I noticed the term “advanced practice providers (APPs)” in the article, “The Invasion of the Physician Assistants,” by Thomas Cook, MD. (EMN. 2019;41:1; http://bit.ly/37ZBQOv.)
Far from advanced practice, as I would understand such a term, these individuals ostensibly act, in most cases, on par with the physicians with whom they associate and, in some cases, independently, some within specialties or subspecialties and some in alternative forms of health care. Some may have advanced their knowledge base through additional training, but to delegate the term “advanced practitioners” to all these individuals en masse is, in my opinion, inaccurate.
The degree and amount of physician training far surpass those of the bulk of primary care non-physician providers.

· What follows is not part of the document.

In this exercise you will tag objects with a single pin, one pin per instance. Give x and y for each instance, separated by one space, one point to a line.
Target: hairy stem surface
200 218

Granted, such terms as “mid-level” or “ancillary” also carry some of their own aspects of inaccuracies, and I am wont to call them anything other than what they have traditionally been described by their accrediting bureaus: physician assistants and nurse practitioners.
Certainly, the variability in their training and capacities as practitioners is also on par with that of physicians, who are still called “physicians” or representatives of their specialty or subspecialty (e.g., otolaryngologist, pediatrician, etc.). Certainly, not “advanced practice physicians” (though, in those cases, they may possibly be ascribed such an awkward term) or whatever other term might obfuscate the facts of their rigorous training.